Deputy presidential spokesman Abigail Valte said they were well aware that even COA Chairman Grace Pulido-Tan had ordered an internal inquiry on the possible involvement of some COA auditors in the PDAF scam.
“From what I understand, given the past pronouncements of the COA chair herself, the COA is self-aware and that they have also started looking into the possibility that some auditors or resident auditors may be part of the crimes that have happened,” Valte said.
Asked if a “house cleansing” is needed at COA, Valte replied: “As far as her [Tan] public pronouncements have been concerned, it would be… At least, that is our understanding.”
Ordering COA to police its ranks “would be misplaced at this point, given that the Commission on Audit is an independent commission,” she added.
This is not the first time the state auditing agency was embroiled in the very same controversy it helped unearthed.
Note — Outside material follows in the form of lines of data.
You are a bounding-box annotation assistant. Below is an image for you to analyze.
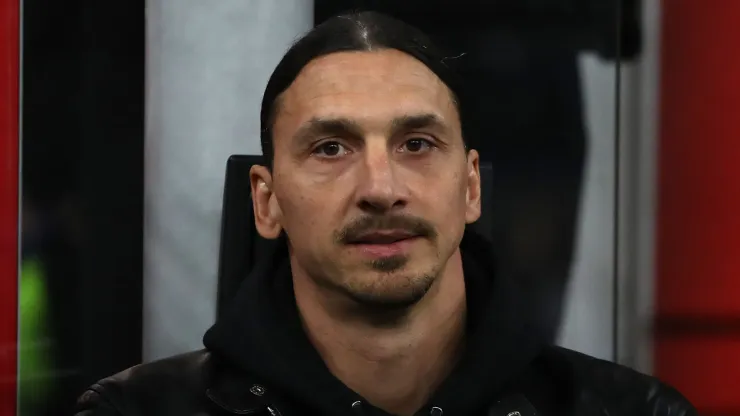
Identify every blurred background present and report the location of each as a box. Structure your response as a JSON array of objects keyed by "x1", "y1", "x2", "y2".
[{"x1": 1, "y1": 0, "x2": 738, "y2": 414}]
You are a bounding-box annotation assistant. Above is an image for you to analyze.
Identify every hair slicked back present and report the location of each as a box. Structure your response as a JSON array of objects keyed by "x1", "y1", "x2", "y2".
[{"x1": 259, "y1": 11, "x2": 467, "y2": 166}]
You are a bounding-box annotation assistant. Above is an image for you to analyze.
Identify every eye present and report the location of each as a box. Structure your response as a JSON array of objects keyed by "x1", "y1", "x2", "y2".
[
  {"x1": 312, "y1": 141, "x2": 350, "y2": 158},
  {"x1": 400, "y1": 138, "x2": 435, "y2": 153}
]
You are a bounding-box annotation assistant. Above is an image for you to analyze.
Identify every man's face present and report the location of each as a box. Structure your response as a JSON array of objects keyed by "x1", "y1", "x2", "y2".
[{"x1": 252, "y1": 49, "x2": 481, "y2": 308}]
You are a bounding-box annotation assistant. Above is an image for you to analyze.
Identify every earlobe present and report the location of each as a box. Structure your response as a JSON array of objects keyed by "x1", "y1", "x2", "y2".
[
  {"x1": 465, "y1": 150, "x2": 482, "y2": 224},
  {"x1": 250, "y1": 165, "x2": 283, "y2": 239}
]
Earlier this week, Sen. Jose “Jinggoy” Estrada accused COA of receiving some P143 million through the equally controversial Disbursement Acceleration Program (DAP) of the Budget department.
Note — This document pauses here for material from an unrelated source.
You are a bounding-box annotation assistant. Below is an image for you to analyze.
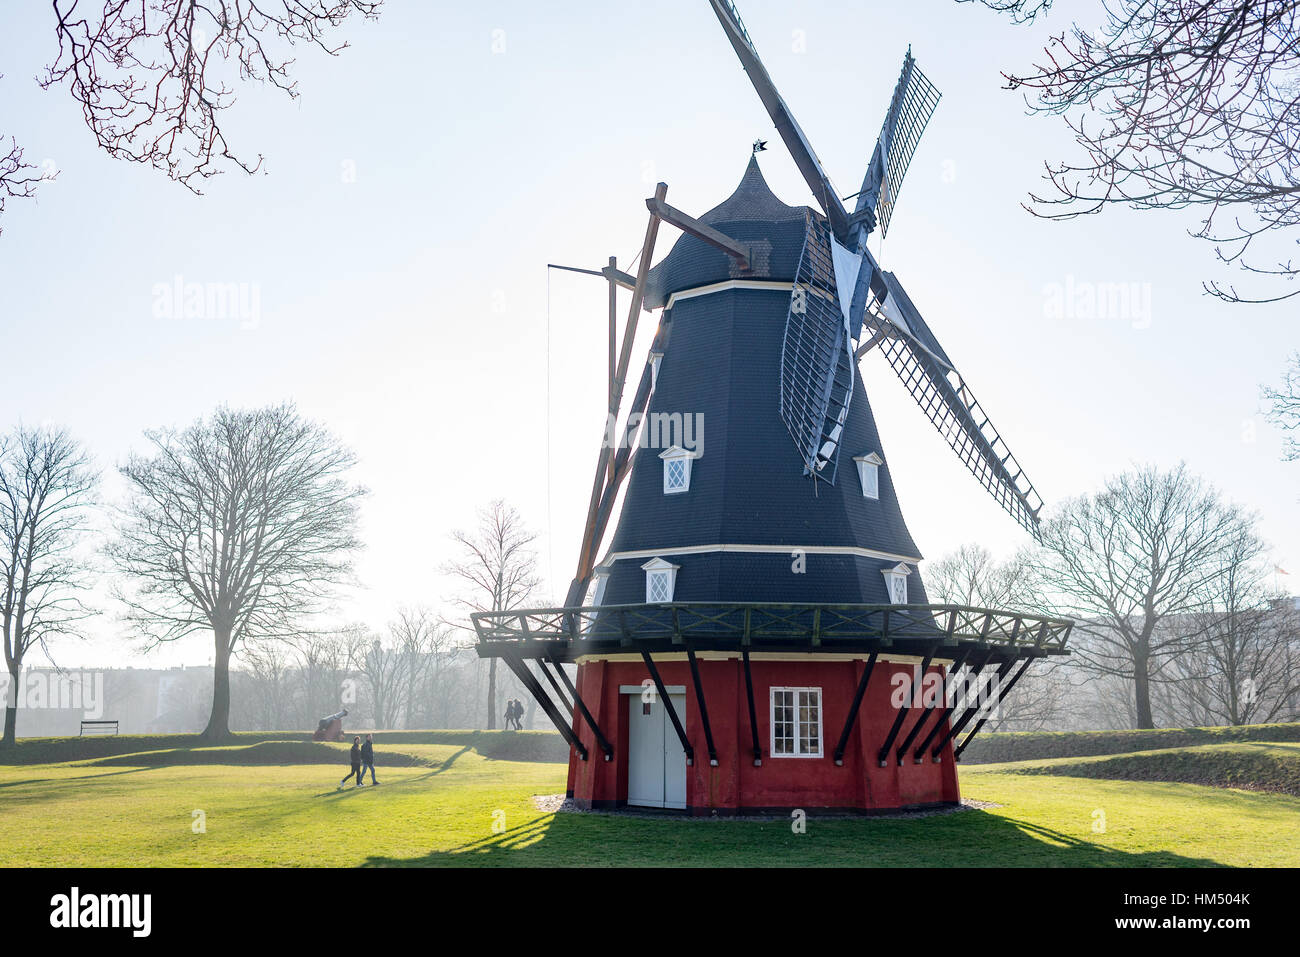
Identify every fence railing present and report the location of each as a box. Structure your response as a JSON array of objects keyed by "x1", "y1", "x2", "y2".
[{"x1": 472, "y1": 602, "x2": 1072, "y2": 653}]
“Your agency cannot be objective in its audit in the propriety and legality of the DAP when the agency itself is a recipient and beneficiary of the DAP even if there’s no irregularity in the disbursement,” Estrada told Tan during a recent budget hearing.
Tan admitted that she wrote a letter to the Department of Budget and Management (DBM) requesting funding to upgrade COA computers and the purchase of other equipment and services, and that part of the money was used to buy service vehicles for COA officials.
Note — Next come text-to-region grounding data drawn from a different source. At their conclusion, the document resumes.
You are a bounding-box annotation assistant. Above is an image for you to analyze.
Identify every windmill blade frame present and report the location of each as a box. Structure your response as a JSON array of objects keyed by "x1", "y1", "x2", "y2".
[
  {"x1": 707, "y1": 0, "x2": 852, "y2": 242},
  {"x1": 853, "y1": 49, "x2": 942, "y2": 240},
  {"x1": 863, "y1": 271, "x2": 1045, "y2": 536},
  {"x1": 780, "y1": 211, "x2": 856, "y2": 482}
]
Of the P143.7 million DAP released to COA, Tan said that P68.3 million was used for the agency’s information technology (IT) infrastructure program, P2.79 went to the purchase of close-circuit television cameras, P4.6 million was paid to consultants and P5.115 million went to the purchase of vehicles.
Budget Secretary Florencio Abad said the budget used to procure COA equipment came from the agency’s own savings.
“If you look at the past GAAs [General Appropriation Act], there are some provisions that may require some submissions to DBM by way of ‘do you have the available funds?’… it’s not just budget, it’s also management,” Valte said.
“Secretary Abad has also clarified that when it came to the matter of the computers that were funded—not by DAP, because DAP is not a fund, it’s merely an acceleration program—it was sourced from the E-government… The digitization fund that is managed also by the Executive,” she said.
However, opposition senators on Friday said COA did not only lose its credibility in probing the DAP but also its image as a non-partisan protector of public funds.
Senate deputy minority leader Vicente Sotto 3rd said the recent disclosure about COA being a beneficiary of the controversial disbursement program could put its objectivity under suspicion. Unless there is an independent private body that would watch the state auditors, suspicion will always be there, he added.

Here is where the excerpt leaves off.